鈴木謙介は、ワーキングプアやロストジェネレーションの利益を代弁する声が、いつの間にか「新自由主義」=「既得権批判」のロジックに転化していて、より一層の雇用流動化を促しているという逆説的な指摘から『サブカル・ニッポンの新自由主義』を書き始めてますよね。それぐらい深く、「新自由主義」の気分が現代人の思考に刷り込まれてるんですよと。
その例として、鈴木は城繁幸の『若者はなぜ3年で辞めるのか』が、団塊世代の終身雇用・年功序列を支えている「昭和的価値観」の解体と能力主義の徹底を主張していることを大きく取り上げてますが、もっと分かりやすい例があると思うのでメモしておきます*1。
- すでに↓のエントリーでも挙げているように、山田昌弘の『希望格差社会』、佐藤俊樹の『不平等社会日本』、三浦展の『下流社会』が、いずれも結局のところ「機会の平等をもっと確保せよ」という主張に収斂していたこと。みんな、理念としてはそれ以外に何も思いつかないようです(笑)。(ちなみにこの3冊を挙げているのは、単に、私が以前続けて読んだ覚えがあるからです。)
- J・ヤングの『排除型社会』も、個人の能力が適切に賃金に反映されていないことが剥奪感をもたらす要因のひとつだから、「能力主義」を徹底せよと主張していること。
- 去年の参院選で、民主党や社民党のマニフェストが、非正規雇用者への待遇改善のための理念として、「同一(価値)労働・同一賃金」を掲げていたこと。
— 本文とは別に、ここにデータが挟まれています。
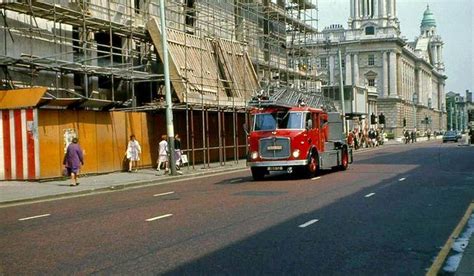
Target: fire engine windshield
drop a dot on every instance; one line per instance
(278, 120)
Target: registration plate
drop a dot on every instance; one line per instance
(275, 168)
(274, 148)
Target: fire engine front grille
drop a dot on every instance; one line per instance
(274, 148)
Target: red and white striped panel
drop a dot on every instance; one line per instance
(19, 145)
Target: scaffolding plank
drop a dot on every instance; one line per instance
(21, 98)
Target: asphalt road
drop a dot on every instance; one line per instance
(389, 213)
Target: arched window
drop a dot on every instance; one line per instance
(370, 30)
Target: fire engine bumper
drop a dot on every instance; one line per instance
(285, 163)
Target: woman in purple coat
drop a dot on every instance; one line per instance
(73, 161)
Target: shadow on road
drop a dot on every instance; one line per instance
(399, 230)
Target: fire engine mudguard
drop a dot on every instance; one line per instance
(345, 158)
(258, 173)
(312, 168)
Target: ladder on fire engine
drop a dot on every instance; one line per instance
(290, 97)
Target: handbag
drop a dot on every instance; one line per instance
(184, 158)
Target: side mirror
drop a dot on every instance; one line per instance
(246, 129)
(309, 124)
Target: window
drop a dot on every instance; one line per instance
(278, 120)
(370, 30)
(371, 60)
(324, 62)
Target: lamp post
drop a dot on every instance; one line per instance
(169, 105)
(415, 100)
(341, 88)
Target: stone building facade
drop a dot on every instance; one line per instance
(405, 80)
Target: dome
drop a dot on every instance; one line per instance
(428, 19)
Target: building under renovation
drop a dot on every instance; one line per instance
(92, 69)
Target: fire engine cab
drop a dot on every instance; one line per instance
(288, 135)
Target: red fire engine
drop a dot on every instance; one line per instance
(288, 135)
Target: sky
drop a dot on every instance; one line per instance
(455, 25)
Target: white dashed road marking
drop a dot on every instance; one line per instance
(308, 223)
(39, 216)
(159, 217)
(162, 194)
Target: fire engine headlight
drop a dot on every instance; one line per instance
(254, 155)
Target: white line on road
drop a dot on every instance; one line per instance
(159, 217)
(38, 216)
(308, 223)
(162, 194)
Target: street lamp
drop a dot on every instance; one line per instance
(415, 101)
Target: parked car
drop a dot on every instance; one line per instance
(450, 135)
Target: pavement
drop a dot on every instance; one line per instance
(23, 192)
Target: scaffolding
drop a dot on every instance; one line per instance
(101, 55)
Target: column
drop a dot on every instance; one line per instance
(331, 70)
(356, 8)
(391, 8)
(440, 97)
(434, 52)
(385, 74)
(438, 50)
(418, 84)
(376, 8)
(382, 8)
(392, 74)
(356, 69)
(348, 69)
(352, 9)
(394, 8)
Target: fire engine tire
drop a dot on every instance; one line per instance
(312, 168)
(258, 173)
(344, 160)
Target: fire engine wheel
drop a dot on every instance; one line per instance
(258, 173)
(313, 166)
(344, 160)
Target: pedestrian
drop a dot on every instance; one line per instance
(177, 151)
(133, 153)
(407, 137)
(73, 160)
(163, 152)
(350, 139)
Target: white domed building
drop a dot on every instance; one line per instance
(404, 80)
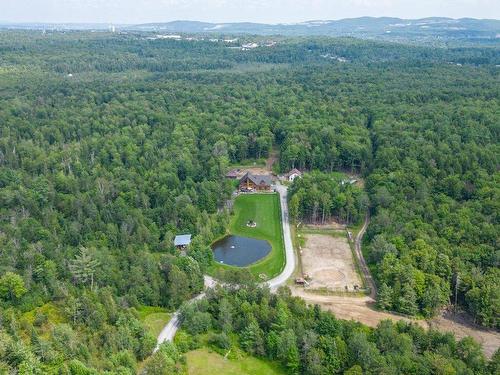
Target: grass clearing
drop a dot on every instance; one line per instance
(265, 210)
(154, 318)
(205, 362)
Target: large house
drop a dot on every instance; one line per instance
(251, 182)
(182, 241)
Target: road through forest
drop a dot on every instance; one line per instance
(168, 332)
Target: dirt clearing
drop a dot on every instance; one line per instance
(328, 261)
(361, 309)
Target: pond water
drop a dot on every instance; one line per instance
(240, 251)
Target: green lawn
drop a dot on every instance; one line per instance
(154, 318)
(265, 210)
(204, 362)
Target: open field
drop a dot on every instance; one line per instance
(265, 210)
(154, 318)
(256, 170)
(328, 261)
(204, 362)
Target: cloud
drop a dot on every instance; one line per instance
(274, 11)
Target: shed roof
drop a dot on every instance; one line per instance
(182, 240)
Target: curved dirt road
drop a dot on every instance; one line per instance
(168, 332)
(364, 267)
(287, 241)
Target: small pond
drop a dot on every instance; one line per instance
(240, 251)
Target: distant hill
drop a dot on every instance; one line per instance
(435, 28)
(365, 27)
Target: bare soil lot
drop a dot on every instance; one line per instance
(361, 309)
(329, 225)
(328, 261)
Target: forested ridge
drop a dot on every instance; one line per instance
(112, 144)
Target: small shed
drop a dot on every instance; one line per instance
(182, 240)
(293, 174)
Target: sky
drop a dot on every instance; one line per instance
(265, 11)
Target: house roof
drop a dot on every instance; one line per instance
(257, 179)
(232, 173)
(182, 240)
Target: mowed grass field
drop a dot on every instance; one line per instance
(154, 318)
(204, 362)
(265, 210)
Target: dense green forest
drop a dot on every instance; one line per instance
(306, 340)
(111, 144)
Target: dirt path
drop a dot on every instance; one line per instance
(362, 309)
(273, 158)
(329, 263)
(364, 267)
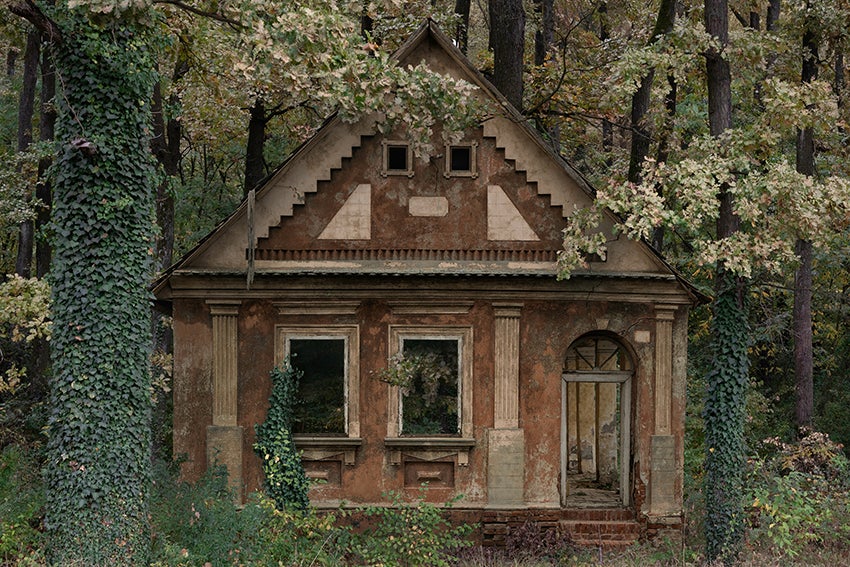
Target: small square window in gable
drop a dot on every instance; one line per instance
(397, 158)
(461, 160)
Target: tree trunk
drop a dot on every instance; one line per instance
(366, 23)
(98, 465)
(43, 190)
(727, 381)
(641, 99)
(462, 30)
(11, 61)
(254, 163)
(640, 106)
(838, 81)
(507, 39)
(545, 30)
(773, 9)
(26, 110)
(166, 148)
(803, 361)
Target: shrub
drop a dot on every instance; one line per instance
(799, 495)
(302, 537)
(21, 505)
(409, 535)
(195, 524)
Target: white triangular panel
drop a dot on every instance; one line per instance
(504, 221)
(354, 220)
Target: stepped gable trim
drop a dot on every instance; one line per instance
(276, 255)
(269, 216)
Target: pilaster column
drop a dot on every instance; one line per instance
(506, 441)
(664, 315)
(663, 469)
(506, 403)
(224, 436)
(225, 354)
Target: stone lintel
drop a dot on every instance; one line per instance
(505, 468)
(662, 483)
(224, 447)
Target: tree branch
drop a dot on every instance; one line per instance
(28, 10)
(203, 13)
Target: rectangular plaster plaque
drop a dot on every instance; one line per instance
(428, 206)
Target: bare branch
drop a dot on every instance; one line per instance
(28, 10)
(203, 13)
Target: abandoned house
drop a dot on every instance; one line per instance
(558, 401)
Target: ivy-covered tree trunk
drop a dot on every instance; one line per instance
(802, 313)
(725, 401)
(98, 467)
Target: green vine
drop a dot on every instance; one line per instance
(98, 467)
(285, 480)
(724, 414)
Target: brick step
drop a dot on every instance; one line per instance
(600, 527)
(598, 514)
(608, 545)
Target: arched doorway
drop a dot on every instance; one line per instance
(596, 395)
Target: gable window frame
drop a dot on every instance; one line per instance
(316, 445)
(451, 171)
(464, 437)
(387, 149)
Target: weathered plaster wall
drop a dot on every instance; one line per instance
(547, 329)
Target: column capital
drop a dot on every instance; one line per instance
(507, 309)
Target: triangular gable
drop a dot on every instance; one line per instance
(346, 232)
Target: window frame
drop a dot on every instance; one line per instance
(351, 380)
(472, 172)
(385, 159)
(463, 334)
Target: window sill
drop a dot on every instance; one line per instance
(318, 448)
(429, 448)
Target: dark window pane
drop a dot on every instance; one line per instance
(430, 404)
(397, 158)
(461, 158)
(320, 409)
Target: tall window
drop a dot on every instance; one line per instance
(321, 391)
(430, 401)
(433, 396)
(327, 403)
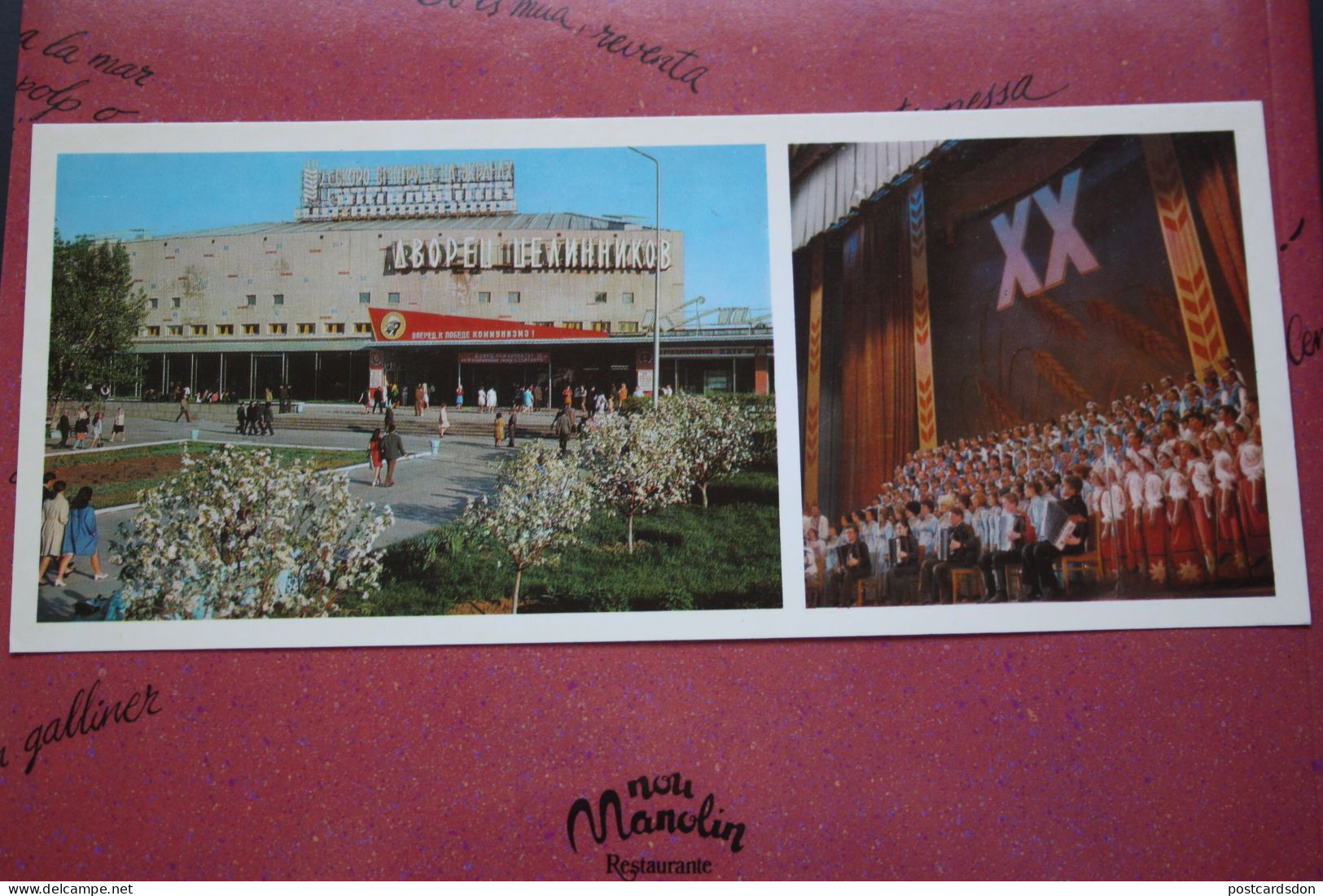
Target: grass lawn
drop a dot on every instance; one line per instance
(118, 476)
(726, 557)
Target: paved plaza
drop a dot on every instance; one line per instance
(430, 489)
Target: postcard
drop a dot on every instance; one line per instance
(383, 383)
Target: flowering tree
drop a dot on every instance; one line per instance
(540, 502)
(716, 439)
(638, 464)
(236, 534)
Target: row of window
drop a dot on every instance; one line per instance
(256, 330)
(393, 299)
(359, 330)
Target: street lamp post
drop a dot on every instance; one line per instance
(656, 286)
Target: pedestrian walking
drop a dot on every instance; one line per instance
(81, 426)
(64, 428)
(563, 427)
(81, 537)
(392, 449)
(55, 517)
(375, 455)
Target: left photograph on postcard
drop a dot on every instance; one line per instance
(401, 383)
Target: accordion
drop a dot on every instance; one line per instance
(1056, 525)
(1005, 527)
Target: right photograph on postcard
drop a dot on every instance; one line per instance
(1027, 372)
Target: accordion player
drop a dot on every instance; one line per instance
(1065, 527)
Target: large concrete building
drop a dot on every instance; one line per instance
(427, 273)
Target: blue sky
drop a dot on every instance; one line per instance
(715, 194)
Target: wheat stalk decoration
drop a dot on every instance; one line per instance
(1060, 378)
(1145, 339)
(1058, 321)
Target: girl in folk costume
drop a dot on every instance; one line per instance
(872, 534)
(375, 455)
(1134, 485)
(1203, 505)
(1109, 502)
(1154, 521)
(1185, 558)
(1231, 538)
(884, 540)
(1253, 502)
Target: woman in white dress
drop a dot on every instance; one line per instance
(55, 517)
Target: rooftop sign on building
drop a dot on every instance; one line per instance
(405, 190)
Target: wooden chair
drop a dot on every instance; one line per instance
(1090, 561)
(965, 574)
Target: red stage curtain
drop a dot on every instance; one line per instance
(878, 422)
(1208, 163)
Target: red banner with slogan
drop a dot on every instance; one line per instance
(389, 326)
(504, 357)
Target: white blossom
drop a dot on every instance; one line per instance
(539, 505)
(237, 534)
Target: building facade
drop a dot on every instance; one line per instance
(531, 298)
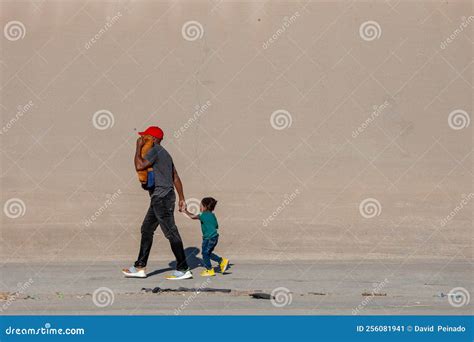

これも結局は「個人の能力を適切に評価せよ」と言っているのであって、一種の新自由主義ですよね。民主党のマニフェストはHPのどこにあるのかがもはや分からなかったけど、社民党の「同一価値労働・同一賃金」論はhttp://www5.sdp.or.jp/policy/policy/labor/labor0712.htmにまだ載ってる。
- 赤木智弘の『丸山真男をひっぱたきたい』も、戦争によるステータスのリセットというか、「流動化」を望むのだとはっきり言っていること。(←これは鈴木も挙げてたっけ?)
とりあえず思いつくのは、以上4つです。
こうやって例を挙げていくと、鈴木の指摘がいかに重要であるかが分かります。
やっぱり、「能力」を「個人に宿るもの」と思い込んでいることがそもそもの間違いであることに気付かないと、この泥沼からは抜け出せないんでしょう。で、抜け出せないから「能力主義的な市場競争」+「いざという時のセーフティネットとしての社会保障」というご都合主義的な議論になるんでしょうね(残念ながら、鈴木も結局これにハマってしまってると思う……)。
「自由競争+セーフティネット」論の危険性については、そのうち気が向いたらまとめます。